An exhibition honouring the memories of 36 Ukrainian university students killed in the war has opened at the Chau Chak Wing Museum at the University of Sydney, featuring memories of the students, told by the families and friends they left behind.

University of Sydney lecturer and exhibition co-organiser Olga Boichak hopes the stories will foster a stronger sense of solidarity with Ukraine and humanise the mass casualties experienced by the country.

"These stories ... are not some kind of collateral damage, they're not just wartime fatalities that were accidental," she told AAP.

"The deaths are part of a broader, calculated pattern of Russian brutality.

"Behind each civilian death, there was a person who had aspirations and goals in life, and that will never come to be.

"Ukraine is losing a whole generation of young people who will either not have the opportunities or have lost their lives or lost their loved ones."

Ukraine's ambassador to Australia Vasyl Myroshnychenko described the exhibition as a poignant reminder of the realities of war.

"I have a 20-year-old daughter who's a student, and she could have been one of those who got killed," he told AAP.

"This (is the) untold story of people that nobody would ever have heard of.

"It's much closer than many people imagine."

Dr Boichak said the exhibition's opening coincides with Ukraine launching a campaign to boost its university admissions, with an expected 230,000 students this year.

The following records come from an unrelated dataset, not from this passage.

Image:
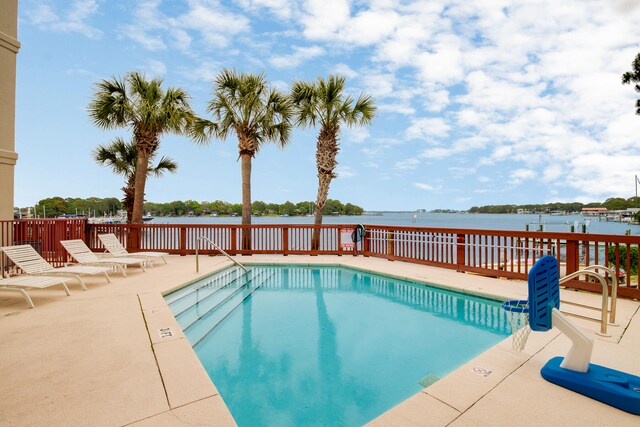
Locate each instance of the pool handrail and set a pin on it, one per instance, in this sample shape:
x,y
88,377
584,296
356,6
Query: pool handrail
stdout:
x,y
200,238
605,295
614,288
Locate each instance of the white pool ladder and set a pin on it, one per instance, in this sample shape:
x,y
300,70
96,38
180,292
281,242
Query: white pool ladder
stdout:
x,y
591,271
219,249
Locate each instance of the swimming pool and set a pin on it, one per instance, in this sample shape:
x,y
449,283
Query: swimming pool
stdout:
x,y
328,345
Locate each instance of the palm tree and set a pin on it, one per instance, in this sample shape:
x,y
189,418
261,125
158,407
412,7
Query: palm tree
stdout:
x,y
634,76
248,106
122,157
324,103
149,111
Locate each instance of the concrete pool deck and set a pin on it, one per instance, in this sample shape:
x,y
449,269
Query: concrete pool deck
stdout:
x,y
114,355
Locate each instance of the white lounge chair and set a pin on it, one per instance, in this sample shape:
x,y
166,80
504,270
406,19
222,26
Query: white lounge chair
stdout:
x,y
30,261
19,283
115,248
81,253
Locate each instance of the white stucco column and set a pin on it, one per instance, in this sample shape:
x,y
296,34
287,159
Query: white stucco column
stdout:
x,y
9,47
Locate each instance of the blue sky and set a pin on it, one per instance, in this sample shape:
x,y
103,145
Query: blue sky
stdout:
x,y
479,102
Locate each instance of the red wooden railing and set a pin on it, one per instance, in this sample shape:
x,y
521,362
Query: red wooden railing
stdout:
x,y
43,234
497,253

"These students are trying to continue their studies because life goes on," she said.

"In a way, it's scary and it's beautiful, but for many of these students that's what life is."

The exhibition opened on the same day Australia imposed more sanctions on 35 entities in Russia's defence, technology and energy sectors, and 10 individuals, including senior Russian and Belarusian officials and military personnel.

Ambassador Myroshnychenko welcomed the steps, saying it was important to keep pressure on Russian entities to prevent them engaging with other countries.